Nach Ende des Zweiten Weltkriegs, dem rund 90 Prozent seines Werks zum Opfer fielen, zieht Breker ins bayrische Wemding. 1948 wird er trotz seiner privilegierten Stellung bei der „Entnazifizierung“ als „Mitläufer“ eingestuft, da er sich mehrmals und nachweislich für Verfolgte des Regimes wie Pablo Picasso eingesetzt hat, den er vor dem KZ bewahrte. Peter Suhrkamp verdankt ihm gar sein Leben, da er unter dem dringenden Verdacht des Widerstandes gegen Adolf Hitler inhaftiert worden war. Breker hatte Suhrkamp im Gefängnis besucht und sich bei Albert Speer und Hitler erfolgreich für die Entlassung des Verlegers eingesetzt.

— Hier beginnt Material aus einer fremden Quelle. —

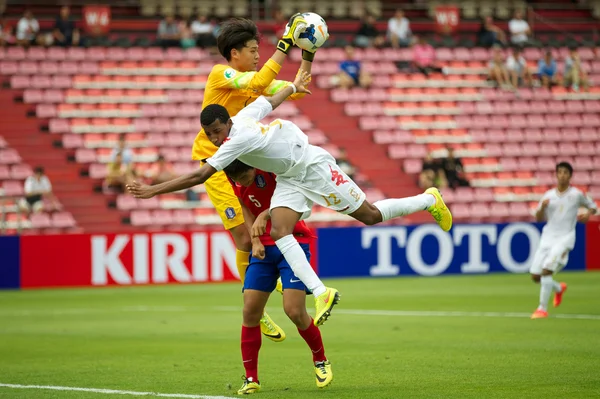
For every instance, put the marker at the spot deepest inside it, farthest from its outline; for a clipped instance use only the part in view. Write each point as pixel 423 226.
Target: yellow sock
pixel 242 259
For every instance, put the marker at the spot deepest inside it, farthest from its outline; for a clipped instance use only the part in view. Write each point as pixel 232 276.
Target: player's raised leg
pixel 229 209
pixel 283 220
pixel 294 304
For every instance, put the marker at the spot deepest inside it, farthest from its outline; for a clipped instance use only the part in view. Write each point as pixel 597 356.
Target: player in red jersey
pixel 254 189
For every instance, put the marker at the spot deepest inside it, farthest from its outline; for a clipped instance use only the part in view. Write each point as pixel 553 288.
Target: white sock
pixel 556 286
pixel 545 291
pixel 395 207
pixel 295 256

1950 kehrt er nach Düsseldorf zurück, beteiligt sich als Architekt am Wiederaufbau und bezieht das frühere Atelier des Tierbildhauers Josef Pallenberg. 1956 starb seine Frau, zwei Jahre später heiratete er die 26 Jahre jüngere Charlotte Kluge, mit der er dann zwei Kinder hatte. Er erhielt zwar kaum noch öffentliche, jedoch zahlreiche private Aufträge, für die er angeblich Gagen von bis zu 150.000 Mark bezog. Er porträtierte Rudolf-August Oetker und Gustav Schickedanz, Konrad Adenauer und Ludwig Erhard, Salvador Dalí und Ernst Jünger und viele andere. Dali sagte über seinen Freund: „Gott ist die Schönheit und er sein Prophet.“ Über die Freundschaft beider mit Ernst Fuchs, genannt „Goldenes Dreieck“, sagte Dalí: „Breker-Dalí-Fuchs. Man kann uns wenden wie man will, wir sind immer oben.“ Daneben arbeitete Breker als Architekt, darunter bei der Gestaltung der Gerling-Konzernzentrale in Köln, die wegen ihres monumentalen Charakters von der Bevölkerung schon bald „Kleine Reichskanzlei“ genannt wurde, und errichtet 1960 erneut ein Atelier in Paris.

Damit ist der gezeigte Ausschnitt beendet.